Öte yandan Tahsin Ertuğruloğlu, sık sık gündeme getirdiği Türkiye’ye bağlanma açıklamalarıyla ve faşist icraatlarıyla da sürekli tartışma konusu olmakta.
Peki, şu sıralar Ertuğruloğlu üzerinden yükselen sağ cenahtaki bu atağın sebebi nedir?
“Yetki devretme ve bağlanma” söylemleri üzerinden yükseltilen bu teslimiyetçi siyaset Tahsin Bey’in kendi fantezisi midir yoksa daha bütünlüklü bir siyasal projenin bir parçası mıdır?
Bunu anlamak için daha büyük resme bakmamız gerekli.
Türkiye’de 15 yıldır süren AKP iktidarıyla birlikte Ankara’nın Kıbrıs’ın kuzeyine yönelik sürdürdüğü dayatma siyasetinde de gözle görünür bir vites yükseltme yaşanmaktadır.
Bu hem AKP’nin siyasal karakteri, hem Kıbrıslı Türk işbirlikçi siyasetlerin omurgasızlığı hem de neo-liberal dönemin bir sonucudur.
Daha önceleri belli başlı konularda kısmi bir müdahaleyi yeterli bulan Ankara, AKP’yle birlikte Kıbrıs’ın kuzeyinde neredeyse her konuya müdahale etmektedir.
Siyaset, ekonomi, güvenlik, eğitim, turizm, inanç, kültür, doğa… Neredeyse her şey AKP’nin ablukası altındadır.
Müdahalenin boyutu bu şekilde olunca kendi siyasal kariyerini Ankara’ya bağlamış olan siyasal özneler de ona göre bir şekle girmektedir.
Yeri geldiğinde Ankara’daki hükümetleri pasif bulacak kadar “Ankaracı” olan Rauf Denktaş’ın kendi için yarattığı ve Ankara ile uyumlu işbirlikçi siyasetlere yarattığı kısmi özerk alan dahi yoktur artık.
Göstermelik saygı bile asgaridedir.
AKP’nin dayattığı Ankara ile uyumlu çalışmanın karşılığı, “maaşınız kaç?” sorusuna “7,5-8 efendim” diye cevap veren dönemin başbakanı İrsen Küçük ile cisimleşebilecek bir onursuz siyasettir.
Ve bu sadece kendini sağ olarak tanımlayan partilerin değil Ankara’yla uyumlu olmayı hedefleyen her partinin kaçınılmaz pratiğidir.
Aradaki farklar biçimsellikten öteye gidemez.

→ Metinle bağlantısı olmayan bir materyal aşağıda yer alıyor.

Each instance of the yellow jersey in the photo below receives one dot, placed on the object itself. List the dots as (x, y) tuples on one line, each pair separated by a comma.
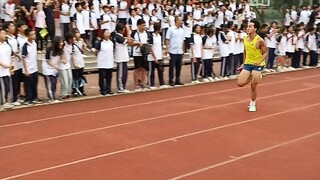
[(253, 55)]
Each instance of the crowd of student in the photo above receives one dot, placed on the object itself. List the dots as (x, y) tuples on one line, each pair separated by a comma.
[(115, 30)]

UBP’nin Dışişleri Bakanı’na yürütmekle yükümlü olduğu işleri devretmekten bahsettiren, Kıbrıslı Türk halkının neredeyse bir bütün halinde karşı olduğu koordinasyon ofisini DP’nin Başbakan Yardımcısı Serdar Denktaş’a ölümüne savundurtan, Dönemin CTP Başbakanı Özkan Yorgancıoğlu’na İlahiyat Koleji kurdelesi kestirten faktör Ankara’yla uyumlu çalışma siyasetinden başkası değildir.

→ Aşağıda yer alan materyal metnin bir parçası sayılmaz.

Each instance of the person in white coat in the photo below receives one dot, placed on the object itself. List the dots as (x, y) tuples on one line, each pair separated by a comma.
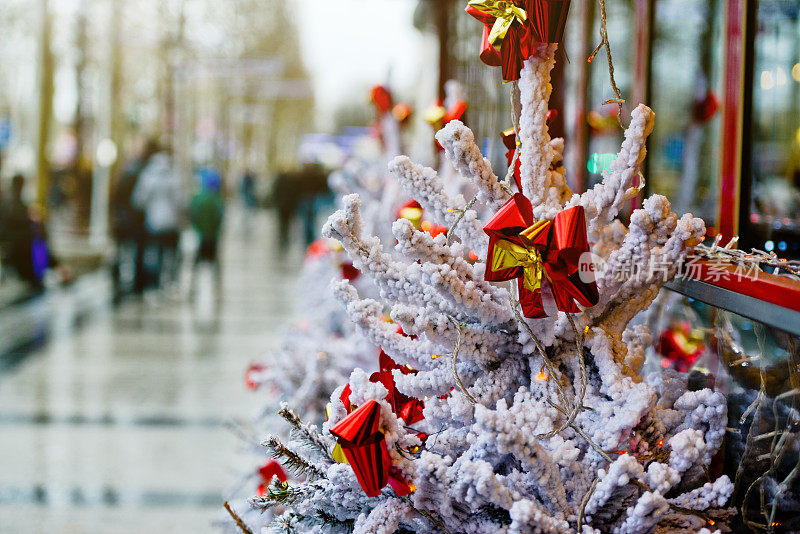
[(158, 194)]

Ankara’yla uyumlu çalışmanın adı AKP’ye kendine bağlı bir mahalle örgütü gibi itaat etmektir.
Tüm bunlar üstünden açıkça görüldüğü gibi Kıbrıslı Türk siyaseti bugün bir ikilemle karşı karşıyadır.
Kıbrıs sorununda bir hareketlilik yaşanır veya yaşanmaz(ki bu da Ankara’yla kurulan ilişkiyle yakından alakalıdır) geçerli olan bu ikilem; Ankara’yla kavgayı göze almayan bir siyasetin mevcut hükümetle aynı sonucu yaşayacağıdır.

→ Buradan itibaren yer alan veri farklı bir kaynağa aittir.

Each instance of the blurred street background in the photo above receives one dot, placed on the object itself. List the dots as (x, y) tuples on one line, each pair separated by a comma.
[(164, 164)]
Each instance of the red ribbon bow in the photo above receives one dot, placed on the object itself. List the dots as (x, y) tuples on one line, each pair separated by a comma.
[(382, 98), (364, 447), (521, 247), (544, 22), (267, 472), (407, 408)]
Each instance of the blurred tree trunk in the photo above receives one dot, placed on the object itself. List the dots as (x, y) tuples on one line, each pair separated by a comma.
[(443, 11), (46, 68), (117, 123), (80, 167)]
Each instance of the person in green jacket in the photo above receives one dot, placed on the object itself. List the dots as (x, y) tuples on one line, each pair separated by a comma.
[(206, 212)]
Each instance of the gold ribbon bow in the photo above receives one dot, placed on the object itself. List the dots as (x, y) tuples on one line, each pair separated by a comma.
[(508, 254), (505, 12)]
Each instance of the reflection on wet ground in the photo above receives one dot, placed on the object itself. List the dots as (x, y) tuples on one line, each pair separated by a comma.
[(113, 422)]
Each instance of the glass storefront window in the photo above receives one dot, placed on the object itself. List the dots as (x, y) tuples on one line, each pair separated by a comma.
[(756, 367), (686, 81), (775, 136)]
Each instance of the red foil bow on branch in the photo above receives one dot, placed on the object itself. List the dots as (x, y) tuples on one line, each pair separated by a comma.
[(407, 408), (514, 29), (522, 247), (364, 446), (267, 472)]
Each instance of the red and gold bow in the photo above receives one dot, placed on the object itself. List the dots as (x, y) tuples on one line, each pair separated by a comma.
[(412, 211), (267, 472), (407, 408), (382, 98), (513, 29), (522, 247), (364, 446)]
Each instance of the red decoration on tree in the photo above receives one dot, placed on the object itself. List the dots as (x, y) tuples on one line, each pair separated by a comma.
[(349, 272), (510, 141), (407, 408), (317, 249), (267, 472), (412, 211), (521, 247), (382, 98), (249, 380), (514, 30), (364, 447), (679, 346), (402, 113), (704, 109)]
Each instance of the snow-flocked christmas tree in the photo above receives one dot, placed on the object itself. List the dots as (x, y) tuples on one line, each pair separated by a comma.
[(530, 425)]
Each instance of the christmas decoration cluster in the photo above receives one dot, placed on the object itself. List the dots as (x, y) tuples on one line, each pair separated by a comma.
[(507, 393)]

Verilmesi gereken bu kavgayı da dayatan AKP’dir.
Çünkü Ankara hükümetlerinin geleneksel Kıbrıs siyaseti Kıbrıslı Türk halkının çıkarlarıyla çelişmektedir ve bu siyasetin AKP ile ulaştığı nokta merkez sol siyasetlere dahi alan bırakmamaktadır.
Göstermelik bir iktidarın da, Ankara’yla uyumlu bir muhalefetin imkanı da yoktur.
Dolayısıyla bugünün mevzusu aktif siyasete yeni girmeyi “temizlik” ya da başkan değiştirmeyi yenilik sayan partilerin varlığı değil AKP ile karşı karşıya gelmeyi göze alan bir siyasal hareketin yaratılmasıdır.
Bu mücadelenin zemini hazırdır, eksik olan bu zemini temsil edecek siyasal iradedir.
Giderek daralan bir alanda bizim için tek seçenek direnmek, gerisi onursuz bir teslimiyettir.
Aksi takdirde her seçim bir “aynı” değiştirmek olacak ve daha da kötüsü halk bu çemberin dışını hayal etmeyi bile bırakacaktır.